Informing Customers If “personal information” was indeed breached, the next issue is to determine how and when to inform the customer. Most state laws require companies to inform customers without unreasonable delay. Acceptable delays may include taking time to determine the full extent of the breach.
Guidelines to acceptable methods of informing customers may include:
- Written notice to the customer’s postal address.
- Written notice sent electronically if the recipient has expressly consented to this form of communication.
- Notice by telephone by an individual representing your business if the message is not given as a recorded message and the recipient has agreed to this form of communication.
- A “Substitute Notice” to assist in large scale breaches. This includes posting relevant information on a website and notifying major statewide media of this event.

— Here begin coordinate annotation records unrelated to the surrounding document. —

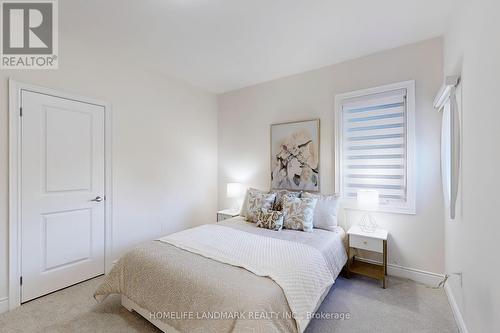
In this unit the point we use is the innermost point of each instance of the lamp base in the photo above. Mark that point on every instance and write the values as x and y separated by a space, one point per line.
368 223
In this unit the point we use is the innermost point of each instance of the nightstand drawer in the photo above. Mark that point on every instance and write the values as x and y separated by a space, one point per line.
366 243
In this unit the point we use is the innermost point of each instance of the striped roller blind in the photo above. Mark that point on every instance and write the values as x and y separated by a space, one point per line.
374 145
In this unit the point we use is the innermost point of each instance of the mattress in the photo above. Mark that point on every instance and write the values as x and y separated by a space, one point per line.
190 292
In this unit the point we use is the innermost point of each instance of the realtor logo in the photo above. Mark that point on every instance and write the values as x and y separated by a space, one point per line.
29 34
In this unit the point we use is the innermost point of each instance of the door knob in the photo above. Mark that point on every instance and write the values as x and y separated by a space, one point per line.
97 199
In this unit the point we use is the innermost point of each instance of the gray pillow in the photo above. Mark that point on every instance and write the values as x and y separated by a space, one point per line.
325 213
298 213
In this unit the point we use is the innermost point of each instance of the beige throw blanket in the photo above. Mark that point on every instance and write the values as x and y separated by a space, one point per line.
300 270
164 278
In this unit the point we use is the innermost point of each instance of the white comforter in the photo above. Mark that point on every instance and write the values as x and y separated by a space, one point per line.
299 269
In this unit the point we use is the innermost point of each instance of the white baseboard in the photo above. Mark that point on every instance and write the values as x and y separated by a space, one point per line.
456 311
417 275
4 305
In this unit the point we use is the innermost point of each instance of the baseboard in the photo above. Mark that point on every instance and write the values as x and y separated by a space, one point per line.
417 275
4 305
459 319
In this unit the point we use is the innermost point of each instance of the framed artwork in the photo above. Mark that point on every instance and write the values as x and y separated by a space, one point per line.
295 155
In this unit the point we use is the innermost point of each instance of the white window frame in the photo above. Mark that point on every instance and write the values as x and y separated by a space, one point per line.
409 207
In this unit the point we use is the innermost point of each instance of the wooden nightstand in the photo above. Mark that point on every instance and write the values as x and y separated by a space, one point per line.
374 242
227 214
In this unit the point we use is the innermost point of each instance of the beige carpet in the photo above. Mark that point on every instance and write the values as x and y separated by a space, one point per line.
404 307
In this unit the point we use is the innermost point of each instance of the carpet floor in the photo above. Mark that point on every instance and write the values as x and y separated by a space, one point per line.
405 306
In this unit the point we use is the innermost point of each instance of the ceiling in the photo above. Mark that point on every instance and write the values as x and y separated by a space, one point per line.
222 45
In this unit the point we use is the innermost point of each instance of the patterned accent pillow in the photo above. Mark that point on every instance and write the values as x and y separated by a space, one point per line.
270 219
280 195
257 202
244 206
325 213
299 213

Third-Party Responsibility Many companies rely on third parties to provide technical resources to their business, including data storage. If a data breach occurs on the data stored at a third party, where does the responsibility lie? The answer is simple, with the data owner. Should the third party determine a data breach has occurred on the data stored at their location, their responsibility is to inform the data owner, not the customers. The responsibility of informing the customers is always in the hands of the business. Companies should require third parties who handle “personal information” to provide an SAS 70 report on the state of their internal controls. An SAS 70 is not the end-all, but it is a great place to start when attempting to gain comfort over the controls implemented by a third party to protect company data.
Conclusion No one expects to have a data breach, neither the business owner nor the consumer. However, chances are it will happen, and the publicity generated may not be positive. Having a properly implemented security control model (due diligence) can help companies manage the negative publicity and consumer fallout in the event of a breach. Remember: changes and updates to privacy and consumer notification laws occur frequently, so keeping up with the latest guidance from each state should be considered an important part of everyday business.